Questex Files for Bankruptcy
Gumas remains CEO as firm works through Chapter 11
By Michael Hart -- Tradeshow Week, 10/19/2009
Questex Media – which owns 28 events, including two tradeshows on the Tradeshow Week 200 – has filed for bankruptcy protection. By way of what is known as a Section 363 sale process, Questex's lenders will take over all of its assets.
Meanwhile, its management, led by CEO Kerry Gumas, will remain in place and all its business units will continue to operate, company officials said.
According to documents filed with U.S. Bankruptcy Court in Wilmington, Del., a group of first-lien lenders, led by Credit Suisse, essentially have taken over control of Questex's assets, acting as what is referred to in bankruptcy parlance as a “stalking horse” bidder when the company's assets are auctioned off.
“We are pleased with the strong support we have received from our lenders and business partners for a restructuring that will allow us to reduce our debt and achieve a strong, sustainable capital structure,” Gumas said in a statement.
Through a spokesman, Gumas declined to speak to TSW.
Questex was formed in 2005 when Gumas and his investors paid Advanstar Communications $185 million for a portfolio that at the time included 50 Web sites, 25 conferences, 23 magazines and 20 tradeshows.
The company has made several acquisitions since then – as recently as early this year it bought FierceMarkets, an online business-to-business media company with 19 online publications.
However, as its portfolio has grown, so has its debt. According to bankruptcy court documents, Questex has $321 million in liabilities and $299 million in assets. It is carrying $186 million in first-lien debt and $56 million in second-lien debt. It also owes $18.5 million to the principals of previously acquired companies.
Questex's Chapter 11 restructuring is just the latest in the B-to-B world. Cygnus Business Media recently emerged from Chapter 11 protection, and Advanstar completed a $385 million restructuring.
“In many industries, not just media, mergers and acquisitions done between 2005 and 2007 are in trouble,” said Michael Hughes, TSW vice president for research and consulting. “Buyers simply took on too much debt based on business models forecasting 5- to 10-percent annual revenue growth. No one forecast, or even imagined, 20- to 30-percent revenue declines.”
Questex company officials said they were projecting a 50-percent drop in earnings this year.
The bankruptcy proceedings do not include any of Questex's international operations.
Its Intl. Esthetics, Cosmetics & Spa Conference Las Vegas is No. 128 on the 2009 TSW 200; its Intl.
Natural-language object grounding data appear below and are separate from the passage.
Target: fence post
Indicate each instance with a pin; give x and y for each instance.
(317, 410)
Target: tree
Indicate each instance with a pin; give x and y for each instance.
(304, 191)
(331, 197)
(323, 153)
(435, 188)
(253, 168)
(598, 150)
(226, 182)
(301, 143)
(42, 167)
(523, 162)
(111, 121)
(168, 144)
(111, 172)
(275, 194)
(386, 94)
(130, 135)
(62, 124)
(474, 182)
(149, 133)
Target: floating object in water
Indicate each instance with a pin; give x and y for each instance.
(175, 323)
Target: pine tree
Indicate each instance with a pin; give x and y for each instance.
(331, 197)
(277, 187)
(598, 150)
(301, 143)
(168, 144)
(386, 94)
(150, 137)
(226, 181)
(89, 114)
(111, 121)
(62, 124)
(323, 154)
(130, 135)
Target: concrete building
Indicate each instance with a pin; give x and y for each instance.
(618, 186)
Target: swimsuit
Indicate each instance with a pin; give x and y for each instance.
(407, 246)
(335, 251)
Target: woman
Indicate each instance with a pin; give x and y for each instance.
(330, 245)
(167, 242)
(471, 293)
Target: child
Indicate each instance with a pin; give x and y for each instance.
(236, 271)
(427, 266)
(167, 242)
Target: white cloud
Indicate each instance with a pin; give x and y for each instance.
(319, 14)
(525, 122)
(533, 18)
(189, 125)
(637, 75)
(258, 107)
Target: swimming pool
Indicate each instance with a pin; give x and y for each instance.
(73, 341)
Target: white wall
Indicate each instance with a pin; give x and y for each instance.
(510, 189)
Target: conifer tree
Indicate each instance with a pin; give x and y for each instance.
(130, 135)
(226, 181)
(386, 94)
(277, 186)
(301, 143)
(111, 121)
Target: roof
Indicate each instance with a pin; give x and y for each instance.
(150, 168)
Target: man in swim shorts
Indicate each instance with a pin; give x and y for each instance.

Beauty Show New York, No. 161.
Company officials said the entire bankruptcy proceeding should take about 60 days. In the interim, Questex's lenders have given it a $15 million loan to use for day-to-day operations which, officials said, will “preserve its going-concern value.”
A spokesman for the company said it is unlikely assets will be sold off piecemeal, at least for the time being, and current management is expected to remain in place.
“These bankruptcies may mark that we're getting near a bottom in the B-to-B media recession,” Hughes said. “They are painful, but at least they mark a change in direction.”
Referring to all three recent restructurings of B-to-B media companies, he said most of the problems have been with their print products rather than their events, but not exclusively.
“The event divisions have been stronger than the magazines at these firms,” Hughes said, “but events haven't been immune to the downturn.”